If you want to join the Mindful Weight Loss course for an unbelievably great price, buddy up. Bring a friend and you both pay £49.50 bring three friends and you all pay £33 bring four … and you all pay £24.75 contact me now. Although this is an exclusive offer just for my lovely Stresshacker subscribers please feel free to forward to your friends if you’d like them to enjoy the offer too.
It’s not even about being able to lose weight so much much as the horrible beating up that most of us do about putting on a few pounds. Trust me we will never get the best out of ourselves if we’re listening to the negative head trash. A daily diet of criticism, judgement and blame bring feelings of frustration,guilt and shame. Stop that!

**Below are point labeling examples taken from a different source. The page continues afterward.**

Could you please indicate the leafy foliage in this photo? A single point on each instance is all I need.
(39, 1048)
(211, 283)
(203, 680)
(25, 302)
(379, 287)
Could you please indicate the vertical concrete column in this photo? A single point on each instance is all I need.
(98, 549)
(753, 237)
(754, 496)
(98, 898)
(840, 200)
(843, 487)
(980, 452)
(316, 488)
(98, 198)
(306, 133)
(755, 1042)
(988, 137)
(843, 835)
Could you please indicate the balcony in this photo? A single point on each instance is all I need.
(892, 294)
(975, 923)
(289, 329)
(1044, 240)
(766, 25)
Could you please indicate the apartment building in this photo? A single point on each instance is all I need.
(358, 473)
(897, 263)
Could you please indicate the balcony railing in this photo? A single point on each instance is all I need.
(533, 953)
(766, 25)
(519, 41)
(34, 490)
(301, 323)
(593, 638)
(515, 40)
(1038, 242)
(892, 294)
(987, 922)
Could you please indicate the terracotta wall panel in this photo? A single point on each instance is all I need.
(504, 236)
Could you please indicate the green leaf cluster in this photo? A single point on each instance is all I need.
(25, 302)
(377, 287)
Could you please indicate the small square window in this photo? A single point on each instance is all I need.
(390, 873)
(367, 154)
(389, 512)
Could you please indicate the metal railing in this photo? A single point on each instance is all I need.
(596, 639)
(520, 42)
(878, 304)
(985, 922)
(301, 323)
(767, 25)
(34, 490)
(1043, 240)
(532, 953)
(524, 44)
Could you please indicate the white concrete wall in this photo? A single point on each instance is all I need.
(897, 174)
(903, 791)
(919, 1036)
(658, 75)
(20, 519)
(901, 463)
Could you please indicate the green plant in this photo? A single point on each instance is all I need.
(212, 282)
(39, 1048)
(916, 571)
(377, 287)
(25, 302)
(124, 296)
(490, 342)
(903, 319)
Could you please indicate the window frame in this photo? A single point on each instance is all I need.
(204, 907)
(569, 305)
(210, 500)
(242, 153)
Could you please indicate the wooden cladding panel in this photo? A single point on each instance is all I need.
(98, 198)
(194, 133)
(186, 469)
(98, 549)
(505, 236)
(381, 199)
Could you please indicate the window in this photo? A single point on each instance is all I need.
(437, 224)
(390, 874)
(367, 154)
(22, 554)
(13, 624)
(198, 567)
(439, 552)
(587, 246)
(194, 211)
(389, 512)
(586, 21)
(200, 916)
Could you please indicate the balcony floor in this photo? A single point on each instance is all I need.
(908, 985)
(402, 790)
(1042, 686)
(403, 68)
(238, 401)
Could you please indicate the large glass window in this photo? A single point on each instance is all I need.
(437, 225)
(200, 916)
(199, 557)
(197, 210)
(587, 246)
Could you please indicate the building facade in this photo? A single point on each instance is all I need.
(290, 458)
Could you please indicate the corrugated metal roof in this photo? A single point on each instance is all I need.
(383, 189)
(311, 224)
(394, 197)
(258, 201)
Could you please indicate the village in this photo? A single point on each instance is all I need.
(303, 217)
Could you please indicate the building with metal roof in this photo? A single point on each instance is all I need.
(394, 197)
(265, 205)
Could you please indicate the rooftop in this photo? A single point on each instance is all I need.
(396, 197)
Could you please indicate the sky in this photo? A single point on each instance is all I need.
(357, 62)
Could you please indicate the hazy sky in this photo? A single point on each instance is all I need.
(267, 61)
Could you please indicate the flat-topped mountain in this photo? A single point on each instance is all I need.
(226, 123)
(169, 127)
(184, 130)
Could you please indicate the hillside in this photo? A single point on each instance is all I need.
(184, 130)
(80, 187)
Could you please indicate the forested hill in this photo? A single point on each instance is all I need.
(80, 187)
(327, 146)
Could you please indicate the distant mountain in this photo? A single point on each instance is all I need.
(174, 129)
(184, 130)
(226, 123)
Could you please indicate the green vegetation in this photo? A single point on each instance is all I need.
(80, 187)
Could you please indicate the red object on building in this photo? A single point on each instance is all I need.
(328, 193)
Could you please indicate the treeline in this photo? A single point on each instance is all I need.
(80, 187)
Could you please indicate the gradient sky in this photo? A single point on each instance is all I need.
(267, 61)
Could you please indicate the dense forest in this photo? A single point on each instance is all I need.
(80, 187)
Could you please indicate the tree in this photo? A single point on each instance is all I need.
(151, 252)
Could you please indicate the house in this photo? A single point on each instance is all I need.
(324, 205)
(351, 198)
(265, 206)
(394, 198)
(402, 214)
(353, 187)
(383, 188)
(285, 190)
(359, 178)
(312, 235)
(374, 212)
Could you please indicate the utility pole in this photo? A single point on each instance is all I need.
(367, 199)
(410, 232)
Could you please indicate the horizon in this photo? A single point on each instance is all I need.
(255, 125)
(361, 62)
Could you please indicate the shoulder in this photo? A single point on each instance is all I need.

Self-love and kindness that’s the key
For some the word mindfulness has begun to feature more largely in life. The slower pace (for some) has enabled us to become mindful and present in our daily activities such as walking, shopping and cooking.
First take a breath, consider the meal that you’re making. Secondly consciously, that means ONLY thinking about what you’re doing in the moment, take out all the ingredients – even if it’s just a snack.
Thirdly set about preparing this meal in a loving way. Approach this as if it is the last meal you will ever make for someone you love dearly. That could be your cat, child or lover, it could be someone from the past or someone who has passed, find that person/pet and generate feelings of warmth and love that you have/had for them. Approach the making of that meal with the most loving feeling that you can pull up in your heart and mind.
The entire time you’re preparing it, imagine sending thoughts of love. Wish them peace, protection, good health, joy. Wish them freedom from stress, anxiety or danger. Now imagine them sending that back to you… receive those feelings back from them, do your best to feel them. All the while making the meal. That’s it!
This will be one of the tastiest meals you’ve ever eaten. Don’t take my word for it, try it for yourself.